Note that we have two anchors for the red mark sidebars - the ladder
for subtotals and the flow
for totals have been split to demonstrate multiple elements being added to the same page.
We still need to finish off specifying the paper size - the parser is not a layout engine, and the layout engine might become hard to test if it works out a page size from the included elements and automagically figures out aesthetically pleasing padding etc. So we require the user to specify this by adding a page-static-<yourpagename>
adjacent to the near-zero-width page-dynamic-[width/height]-<yourpagename>
. So you can have either
page-dynamic-width-<yourpagename>
, or -page-dynamic-height-<yourpagename>
,
but not both, and the key-word page-dynamic-height-width-<*>
is NOt implemented.
In this scheme,the previous two pages are labelled as page-static=<somepage>
and page-static=<someotherpage>
because they are static.
We also need to let the page layout engine know about how large to make the image of the previous stage of the process, using the "previous-image-" ID. For the case of the first two processing stages (red, green), the image is a fixed size. We auto-scale to make the red image, then the green image is the right size as a knock on effect (if we draw it around the red page correctly).

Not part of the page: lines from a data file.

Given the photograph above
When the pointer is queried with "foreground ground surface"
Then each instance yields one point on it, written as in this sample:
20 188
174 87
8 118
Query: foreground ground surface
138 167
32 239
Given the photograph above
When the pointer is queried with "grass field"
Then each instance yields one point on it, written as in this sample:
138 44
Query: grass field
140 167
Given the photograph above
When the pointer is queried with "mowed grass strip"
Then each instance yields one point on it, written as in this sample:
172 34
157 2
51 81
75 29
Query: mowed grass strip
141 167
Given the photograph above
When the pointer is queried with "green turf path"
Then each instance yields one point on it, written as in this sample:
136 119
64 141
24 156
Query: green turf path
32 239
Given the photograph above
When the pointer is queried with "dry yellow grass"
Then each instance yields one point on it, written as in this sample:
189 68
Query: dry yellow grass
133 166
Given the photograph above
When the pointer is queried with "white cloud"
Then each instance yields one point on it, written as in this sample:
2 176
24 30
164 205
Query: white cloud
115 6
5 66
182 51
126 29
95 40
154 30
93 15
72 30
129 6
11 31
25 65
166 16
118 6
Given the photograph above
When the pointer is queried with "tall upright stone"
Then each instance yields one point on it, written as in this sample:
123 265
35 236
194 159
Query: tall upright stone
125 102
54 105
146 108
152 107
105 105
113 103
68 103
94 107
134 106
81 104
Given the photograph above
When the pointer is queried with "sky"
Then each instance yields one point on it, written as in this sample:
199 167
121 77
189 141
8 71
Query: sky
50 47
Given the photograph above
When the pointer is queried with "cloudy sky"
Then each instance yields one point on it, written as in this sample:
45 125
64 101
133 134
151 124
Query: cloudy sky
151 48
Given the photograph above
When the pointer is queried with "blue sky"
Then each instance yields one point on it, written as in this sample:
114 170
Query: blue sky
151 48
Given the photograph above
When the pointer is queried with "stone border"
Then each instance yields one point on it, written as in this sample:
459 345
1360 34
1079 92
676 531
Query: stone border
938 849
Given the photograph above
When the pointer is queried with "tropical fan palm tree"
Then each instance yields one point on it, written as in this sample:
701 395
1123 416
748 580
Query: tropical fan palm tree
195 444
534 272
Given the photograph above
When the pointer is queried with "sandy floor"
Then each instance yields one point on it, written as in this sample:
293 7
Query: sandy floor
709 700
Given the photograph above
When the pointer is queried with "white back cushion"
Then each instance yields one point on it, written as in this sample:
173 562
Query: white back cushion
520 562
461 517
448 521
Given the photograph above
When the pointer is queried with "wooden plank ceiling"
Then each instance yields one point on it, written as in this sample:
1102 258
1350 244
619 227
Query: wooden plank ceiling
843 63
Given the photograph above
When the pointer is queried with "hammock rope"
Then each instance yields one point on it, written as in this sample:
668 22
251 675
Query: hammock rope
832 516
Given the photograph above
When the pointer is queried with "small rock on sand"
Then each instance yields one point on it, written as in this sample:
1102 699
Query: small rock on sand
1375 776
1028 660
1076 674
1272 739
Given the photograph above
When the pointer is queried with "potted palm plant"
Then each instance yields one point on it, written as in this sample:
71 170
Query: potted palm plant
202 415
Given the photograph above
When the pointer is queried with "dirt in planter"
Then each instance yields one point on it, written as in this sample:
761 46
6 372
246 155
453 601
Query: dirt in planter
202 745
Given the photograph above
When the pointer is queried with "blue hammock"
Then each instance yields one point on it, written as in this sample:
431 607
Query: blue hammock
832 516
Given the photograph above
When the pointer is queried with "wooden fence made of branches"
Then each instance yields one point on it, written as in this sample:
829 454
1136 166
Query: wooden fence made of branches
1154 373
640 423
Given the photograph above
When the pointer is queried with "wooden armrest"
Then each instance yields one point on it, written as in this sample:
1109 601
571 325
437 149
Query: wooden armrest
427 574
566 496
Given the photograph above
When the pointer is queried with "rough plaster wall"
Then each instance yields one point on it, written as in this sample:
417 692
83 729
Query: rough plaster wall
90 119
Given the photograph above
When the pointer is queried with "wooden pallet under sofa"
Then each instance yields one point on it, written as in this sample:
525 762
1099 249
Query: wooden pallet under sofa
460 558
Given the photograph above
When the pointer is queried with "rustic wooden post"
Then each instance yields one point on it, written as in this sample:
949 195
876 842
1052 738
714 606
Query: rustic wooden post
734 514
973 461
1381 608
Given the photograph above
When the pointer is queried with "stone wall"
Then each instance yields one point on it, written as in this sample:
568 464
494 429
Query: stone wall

For the dynamic pages, the input image is the thing that varies in size, so this takes a near-zero wide rectangle in the dynamic direction (judt duplicate and rename the dynamic page rect, and move to the images
layers)
A spread
is the subsection of the overall layout that we pass to the layout engine for the construction of the page. Making the spread object is a separate job to the parser ... but we put in a partial implementation to test the idea, and it worked, so here it stays (for now).
We've got a bunch of features in mind for data extraction, multimarker merging and so on. Watch this space.